Molly Fox's Birthday by Deirdre Madden

Book description:
It is the height of summer, and celebrated actor Molly Fox has loaned her house in Dublin to a friend while she is away performing in New York. Alone among all of Molly's possessions, struggling to finish her latest play, she looks back on the many years and many phases of her friendship with Molly and their college friend Andrew, and comes to wonder whether they really knew each other at all. She revisits the intense closeness of their early days, the transformations they each made in the name of success and security, the lies they told each other, and betrayals they never acknowledged.

This wonderful literary novel may take place in one day, but encompasses 20 years of shared friendship. The narrator, a successful playwright battling a case of writer's block, is vacationing in the Dublin home of her friend, successful actor Molly Fox.
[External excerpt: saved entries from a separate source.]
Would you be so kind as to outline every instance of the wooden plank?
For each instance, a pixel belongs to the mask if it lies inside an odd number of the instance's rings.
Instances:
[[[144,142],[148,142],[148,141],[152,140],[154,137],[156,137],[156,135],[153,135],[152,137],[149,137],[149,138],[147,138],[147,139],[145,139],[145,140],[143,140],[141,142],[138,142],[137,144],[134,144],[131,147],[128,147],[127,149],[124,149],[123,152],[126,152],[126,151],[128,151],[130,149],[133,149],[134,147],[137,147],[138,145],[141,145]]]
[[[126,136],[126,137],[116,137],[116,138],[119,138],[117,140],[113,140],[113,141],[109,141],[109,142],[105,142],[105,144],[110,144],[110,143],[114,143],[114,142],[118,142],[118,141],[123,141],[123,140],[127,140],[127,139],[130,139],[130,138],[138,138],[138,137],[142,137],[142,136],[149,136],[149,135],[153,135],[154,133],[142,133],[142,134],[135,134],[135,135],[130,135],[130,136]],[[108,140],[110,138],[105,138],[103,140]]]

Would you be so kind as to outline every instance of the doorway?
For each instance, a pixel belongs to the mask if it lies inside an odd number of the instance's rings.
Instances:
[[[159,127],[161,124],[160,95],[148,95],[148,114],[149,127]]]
What follows is an unexpectedly rich story of their friendship, as the narrator avoids thinking about the play she cannot write by thinking of the moments she and her friends have shared.

The book isn't really about anything at all, and yet I found it impossible to put down. The quiet beauty of the writing combined with the surprisingly complexity of the characters as the story develops made for a powerful novel. Though I haven't read any of Madden's previous work, she is defintitely going on my wishlist now. Highly recommended!

Wednesday, June 2, 2010

Girl in Translation by Jean Kwok

Book description:
When Kimberly Chang and her mother emigrate from Hong Kong to Brooklyn squalor, she quickly begins a secret double life: exceptional schoolgirl during the day, Chinatown sweatshop worker in the evenings. Disguising the more difficult truths of her life-like the staggering degree of her poverty, the weight of her family's future resting on her shoulders, or her secret love for a factory boy who shares none of her talent or ambition-Kimberly learns to constantly translate not just her language but herself back and forth between the worlds she straddles.

This well-written and moving tale of immigration and exploitation is one of the best books I've read this year. When Ah-Kim and her mother immigrate legally to the U.S., they nonetheless find themselves working in a sweatshop to pay off the debt they owe to Kim's aunt (the owner of the factory). As Ah-Kim, a star student in Hong Kong, wrestles with English and the tribulations of school in Brooklyn, she is forced to re-evaluate her vision of herself and to assume a caretaker role over her mother whose lack of English skills keeps her isolated.

This extraordinary book explores the mindset of an immigrant child, and traces the lifelong impact that some choices can have on an individual and a family. The central story here is that of a mother and daughter fighting against the odds to succeed, and the love that keeps them strong in the face of overwhelming adversity. Highly recommended debut novel- I hope we see many more from author Jean Kwok!